La Niania allait faire une question, mais Antonine lui répéta: "Vite!" et la pauvre vieille femme se hâta d'obéir. Elle revint au bout de quelques minutes.
--Tu avais raison, mon ange, il était en bas... Il m'a chargé de te dire que tu dois te soigner, que tu lui as fait grand'peur, qu'il t'aime comme un fou. Ah! enfants! enfants! quel jeu jouez-vous là! Il y a de quoi en mourir!
Un pâle sourire éclaira le visage d'Antonine, qui murmura: Bonsoir, et se tourna du côté de l'ombre.

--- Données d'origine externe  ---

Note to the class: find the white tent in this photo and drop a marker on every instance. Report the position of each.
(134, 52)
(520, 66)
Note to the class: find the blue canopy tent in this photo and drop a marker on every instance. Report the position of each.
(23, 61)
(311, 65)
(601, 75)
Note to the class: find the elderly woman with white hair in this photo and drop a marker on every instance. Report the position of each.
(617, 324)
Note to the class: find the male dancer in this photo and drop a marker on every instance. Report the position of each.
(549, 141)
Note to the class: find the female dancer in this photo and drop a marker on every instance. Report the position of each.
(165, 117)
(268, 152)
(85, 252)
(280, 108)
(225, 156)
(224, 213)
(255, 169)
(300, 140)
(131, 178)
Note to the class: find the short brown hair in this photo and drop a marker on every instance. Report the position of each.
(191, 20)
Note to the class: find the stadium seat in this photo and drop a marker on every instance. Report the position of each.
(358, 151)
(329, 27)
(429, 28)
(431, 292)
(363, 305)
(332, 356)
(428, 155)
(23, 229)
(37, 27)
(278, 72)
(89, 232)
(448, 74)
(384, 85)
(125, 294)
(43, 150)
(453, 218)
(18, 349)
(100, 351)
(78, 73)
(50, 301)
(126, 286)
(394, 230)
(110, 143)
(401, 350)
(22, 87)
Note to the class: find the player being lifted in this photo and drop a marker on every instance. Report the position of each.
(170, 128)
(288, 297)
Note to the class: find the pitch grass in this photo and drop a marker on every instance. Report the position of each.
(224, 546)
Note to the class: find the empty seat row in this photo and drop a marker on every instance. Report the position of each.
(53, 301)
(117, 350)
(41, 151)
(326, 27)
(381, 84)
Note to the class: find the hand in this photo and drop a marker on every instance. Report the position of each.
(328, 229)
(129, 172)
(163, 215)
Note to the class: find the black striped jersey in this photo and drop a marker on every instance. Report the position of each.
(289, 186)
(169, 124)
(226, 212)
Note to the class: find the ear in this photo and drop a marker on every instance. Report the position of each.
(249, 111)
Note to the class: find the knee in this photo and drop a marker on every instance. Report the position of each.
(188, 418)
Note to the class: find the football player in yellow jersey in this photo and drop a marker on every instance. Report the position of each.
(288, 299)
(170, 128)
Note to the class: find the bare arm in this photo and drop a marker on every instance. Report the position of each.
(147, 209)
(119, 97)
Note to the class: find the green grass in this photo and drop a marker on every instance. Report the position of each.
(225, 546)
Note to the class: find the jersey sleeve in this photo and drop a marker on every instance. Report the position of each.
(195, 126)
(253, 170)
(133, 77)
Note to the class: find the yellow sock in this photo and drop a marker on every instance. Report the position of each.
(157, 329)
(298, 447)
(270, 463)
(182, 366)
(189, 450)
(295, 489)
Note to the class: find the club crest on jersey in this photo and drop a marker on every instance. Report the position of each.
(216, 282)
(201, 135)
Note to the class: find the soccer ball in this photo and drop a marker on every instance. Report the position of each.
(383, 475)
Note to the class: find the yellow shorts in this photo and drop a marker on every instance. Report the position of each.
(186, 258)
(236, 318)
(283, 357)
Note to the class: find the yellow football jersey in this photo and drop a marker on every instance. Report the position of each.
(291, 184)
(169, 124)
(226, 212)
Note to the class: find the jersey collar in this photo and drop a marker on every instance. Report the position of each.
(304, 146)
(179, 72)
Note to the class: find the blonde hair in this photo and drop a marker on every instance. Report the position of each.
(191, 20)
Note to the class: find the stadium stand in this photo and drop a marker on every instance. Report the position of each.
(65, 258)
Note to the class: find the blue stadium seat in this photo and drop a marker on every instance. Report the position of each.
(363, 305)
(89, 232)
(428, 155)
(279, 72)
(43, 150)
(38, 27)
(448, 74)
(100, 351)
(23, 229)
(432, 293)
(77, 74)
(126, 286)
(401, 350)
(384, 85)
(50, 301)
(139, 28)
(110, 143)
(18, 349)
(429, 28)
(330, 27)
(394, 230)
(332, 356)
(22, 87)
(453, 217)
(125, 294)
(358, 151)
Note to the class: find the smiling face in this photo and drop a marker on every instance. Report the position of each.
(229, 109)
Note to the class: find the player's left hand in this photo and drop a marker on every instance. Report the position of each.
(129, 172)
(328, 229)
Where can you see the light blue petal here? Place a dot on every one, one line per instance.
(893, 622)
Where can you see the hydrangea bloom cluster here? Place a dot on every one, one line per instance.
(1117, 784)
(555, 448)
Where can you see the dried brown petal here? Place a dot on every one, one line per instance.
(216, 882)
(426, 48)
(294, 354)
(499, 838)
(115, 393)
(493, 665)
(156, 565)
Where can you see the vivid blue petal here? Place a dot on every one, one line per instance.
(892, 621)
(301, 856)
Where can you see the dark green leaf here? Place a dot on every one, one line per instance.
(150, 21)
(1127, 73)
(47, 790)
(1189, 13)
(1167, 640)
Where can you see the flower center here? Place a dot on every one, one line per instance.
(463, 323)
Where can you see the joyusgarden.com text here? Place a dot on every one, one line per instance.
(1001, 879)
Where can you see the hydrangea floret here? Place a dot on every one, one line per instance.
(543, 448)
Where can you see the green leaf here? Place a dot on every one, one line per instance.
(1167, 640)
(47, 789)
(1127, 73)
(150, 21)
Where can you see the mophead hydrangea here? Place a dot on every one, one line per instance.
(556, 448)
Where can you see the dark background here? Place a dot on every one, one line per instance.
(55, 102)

Toute la maison dormait quelques heures après, lorsque la Niania se réveilla en sursaut de son premier sommeil, il lui semblait qu'il devait arriver quelque chose de malheureux; elle se leva pieds nus, et courut à la chambre d'Antonine, dont elle ouvrit la porte avec précaution. La jeune fille, toute blanche dans son vêtement de nuit, était à genoux devant les images, ou plutôt affaissée sur elle-même. Les mains ouvertes sur ses genoux, elle priait et pleurait. Des mots sans suite sortaient de ses lèvres; elle avait tant pleuré qu'elle n'avait même plus la force de se relever.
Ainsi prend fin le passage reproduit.